01 julho 2007

A CULTURA E AS OBRIGAÇÕES DO ESTADO

É preciso libertar a Cultura do Estado”. Quem o diz é António Gomes de Pinho, Presidente da Fundação de Serralves, em entrevista ao Jornal Público de sábado, 30 de Junho de 2007. Para isso propõe que se substitua o Ministério da Cultura por uma Secretaria de Estado dependente do 1º Ministro. A argumentação é a de que a Cultura é cada vez mais transversal, passando por quase todos os Ministérios e, que só assim, com esta estrutura mais reduzida junto do 1º ministro, a cultura, neste país, se tornaria mais eficaz. De repente estamos a “anglo-saxonizar” tudo neste país. Foi a educação, agora a cultura e o que mais será? Estamos a passar por modelos já experimentados, há muito tempo, por outros países que deixam agora cair essas experiências. Estamos afinal a tentar ignorar as raízes e a tradição europeia, no que concerne à sua enorme herança cultural que é, afinal, a grande preocupação pelas questões sociais e culturais, base do desenvolvimento humanista. É óbvio que se tem de modernizar, ajustando novas práticas a novos conceitos, mas sem que se perca a filosofia original europeia.

A perspectiva para este ex-governante, secretário de estado de Lucas Pires (que, do meu ponto de vista, faz parte de uma pequeníssima lista de bons ministros da Cultura em Portugal) é que: “fruto de um conjunto muito vasto de alterações que se verificaram na sociedade nas últimas décadas, em Portugal e não só, o papel da cultura alterou-se profundamente”.

É verdade, alteraram-se os conceitos de cultura, mas também se uniformizaram os seus meios de produção e divulgação.

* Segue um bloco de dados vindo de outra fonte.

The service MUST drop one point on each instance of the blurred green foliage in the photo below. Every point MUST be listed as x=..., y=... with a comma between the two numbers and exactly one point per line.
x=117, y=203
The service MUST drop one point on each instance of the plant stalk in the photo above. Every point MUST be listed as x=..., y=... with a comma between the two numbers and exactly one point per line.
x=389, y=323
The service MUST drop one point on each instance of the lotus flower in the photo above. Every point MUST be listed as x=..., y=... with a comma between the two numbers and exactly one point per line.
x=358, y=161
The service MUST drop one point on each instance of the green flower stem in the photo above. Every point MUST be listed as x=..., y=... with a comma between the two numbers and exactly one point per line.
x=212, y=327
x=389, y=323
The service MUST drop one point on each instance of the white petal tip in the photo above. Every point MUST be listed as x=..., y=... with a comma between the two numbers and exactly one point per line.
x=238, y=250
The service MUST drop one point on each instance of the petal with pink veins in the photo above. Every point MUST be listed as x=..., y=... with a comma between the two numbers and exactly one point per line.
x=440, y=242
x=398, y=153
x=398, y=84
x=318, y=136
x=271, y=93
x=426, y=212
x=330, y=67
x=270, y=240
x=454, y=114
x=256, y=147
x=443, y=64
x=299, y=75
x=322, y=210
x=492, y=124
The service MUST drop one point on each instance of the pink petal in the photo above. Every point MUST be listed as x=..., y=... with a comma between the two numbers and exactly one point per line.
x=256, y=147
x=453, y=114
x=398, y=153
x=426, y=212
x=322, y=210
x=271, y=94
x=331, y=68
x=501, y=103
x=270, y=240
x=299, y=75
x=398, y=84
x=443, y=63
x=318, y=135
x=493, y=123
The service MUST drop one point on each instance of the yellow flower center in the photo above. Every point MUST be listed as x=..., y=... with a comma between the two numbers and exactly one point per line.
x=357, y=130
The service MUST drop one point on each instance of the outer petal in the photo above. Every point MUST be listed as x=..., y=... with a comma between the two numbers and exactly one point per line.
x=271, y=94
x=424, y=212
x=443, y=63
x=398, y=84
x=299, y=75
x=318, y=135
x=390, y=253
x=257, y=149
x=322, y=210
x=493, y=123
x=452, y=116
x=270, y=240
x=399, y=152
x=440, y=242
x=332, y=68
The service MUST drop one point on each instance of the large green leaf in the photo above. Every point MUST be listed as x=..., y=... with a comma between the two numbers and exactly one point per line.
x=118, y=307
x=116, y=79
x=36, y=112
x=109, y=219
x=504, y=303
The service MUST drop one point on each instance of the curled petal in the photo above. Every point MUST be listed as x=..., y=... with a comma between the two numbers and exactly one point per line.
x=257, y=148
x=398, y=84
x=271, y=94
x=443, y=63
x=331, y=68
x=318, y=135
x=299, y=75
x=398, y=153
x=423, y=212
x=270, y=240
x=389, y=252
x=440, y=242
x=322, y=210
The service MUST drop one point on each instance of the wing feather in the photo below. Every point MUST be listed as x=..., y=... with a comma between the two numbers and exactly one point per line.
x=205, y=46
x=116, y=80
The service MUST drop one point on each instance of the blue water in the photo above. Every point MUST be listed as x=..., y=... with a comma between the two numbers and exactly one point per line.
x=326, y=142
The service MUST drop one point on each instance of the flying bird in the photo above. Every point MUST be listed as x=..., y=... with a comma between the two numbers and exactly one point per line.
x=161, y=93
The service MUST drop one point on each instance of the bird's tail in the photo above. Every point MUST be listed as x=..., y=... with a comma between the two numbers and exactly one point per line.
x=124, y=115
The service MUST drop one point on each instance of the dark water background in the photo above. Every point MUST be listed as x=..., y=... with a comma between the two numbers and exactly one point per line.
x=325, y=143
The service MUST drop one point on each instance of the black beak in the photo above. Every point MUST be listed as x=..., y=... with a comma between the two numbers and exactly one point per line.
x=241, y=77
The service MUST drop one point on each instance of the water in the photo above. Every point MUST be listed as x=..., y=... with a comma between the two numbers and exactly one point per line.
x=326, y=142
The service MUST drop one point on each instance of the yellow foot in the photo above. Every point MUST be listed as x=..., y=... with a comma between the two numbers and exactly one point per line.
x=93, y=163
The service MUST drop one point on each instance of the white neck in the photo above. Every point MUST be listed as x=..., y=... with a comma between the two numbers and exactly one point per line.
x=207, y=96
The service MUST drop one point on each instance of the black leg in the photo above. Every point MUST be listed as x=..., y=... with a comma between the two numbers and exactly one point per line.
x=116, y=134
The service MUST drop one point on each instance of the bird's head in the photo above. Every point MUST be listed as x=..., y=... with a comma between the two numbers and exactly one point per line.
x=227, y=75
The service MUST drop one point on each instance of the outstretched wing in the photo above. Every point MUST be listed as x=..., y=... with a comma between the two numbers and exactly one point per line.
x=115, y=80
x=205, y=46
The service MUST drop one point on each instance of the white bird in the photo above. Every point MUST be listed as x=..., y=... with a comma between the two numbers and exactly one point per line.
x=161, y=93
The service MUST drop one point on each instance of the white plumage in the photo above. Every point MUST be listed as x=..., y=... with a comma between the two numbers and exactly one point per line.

Por um lado, fizeram-se Fundações que têm receitas próprias, mas que continuam a ter, em 50%, o financiamento do Estado. Estão situadas nos dois maiores centros urbanos do país e servem afinal uma elite cultural, isto é, uma minoria da população portuguesa. Por outro lado, massificou-se o(s) objecto(s) cultural(ais), retirando à maioria da população a oportunidade de pensar a sua participação cultural, não só como fruidora de cultura, mas também como produtora de cultura. Acenar-me-ão com os fenómenos da globalização? Claro! Também interferem. Mas por mais que alguns sociólogos nos queiram convencer, existe ainda uma diferença acentuada entre o meio rural e o meio urbano, como o demonstra Ander-Egg na obra “Metodologia y práctica de la animación sociocultural, Buenos Aires, Editorial Hvmanitas, 1991, p. 243.”

A proposta de Gomes de Pinho em tornar Fundações todas as organizações de criação cultural dispersas pelo país é absurda. Por muitas destas regiões, para além de um acentuado défice demográfico e a sua correspondência com a ausência de empresas e de emprego, também não há mecenas interessados em investir naquilo que consideram causas perdidas em termos de divulgação das suas áreas ou produtos.

A cultura e a arte fazem-se, não só através de estruturas profissionais, como se fazem através de estruturas não-profissonais. Umas e outras têm direito a financiamento dos seus projectos, assim como têm o dever de exercer as contrapartidas no desenvolvimento local e regional a partir da utilização e rentabilização dos seus projectos, que devem estar ao serviço das comunidades.

Sabe-se que o maior financiador dos projectos culturais fora dos grandes centros é o Poder Local. Mas também se sabe que o excesso de competências que lhe é atribuído pelo Estado, sem as respectivas compensações, dificultam ou tornam pouco claras as políticas culturais locais, criando-se critérios pouco definidos na atribuição de subsídios e/ou financiamento, levando algumas autarquias a manifestarem imparcialidade nessa função.

É imperativo que o Estado continue a investir na Cultura, obrigando, é certo, as organizações, profissionais e não-profissionais, a uma maior comparticipação e envolvimento com as comunidades, embora de níveis diferentes, naquilo que faz parte das dinâmicas culturais instituídas ou a instituir. É forçoso que o Estado continue a investir na Cultura, apoiando projectos de índole mais universais, mas não descurando os projectos mais locais e regionais, atribuindo mais verbas às Autarquias, especificamente para este efeito.

Um povo, uma nação, um país, só mostram a sua modernidade se souberem conciliar a sua tradição cultural com o presente e o futuro da cultura. A herança e a modernidade, o passado e o futuro, estão nas mãos de um povo que, para crescer e desenvolver-se, deve ser definitivamente culto. Assim se criem as oportunidades.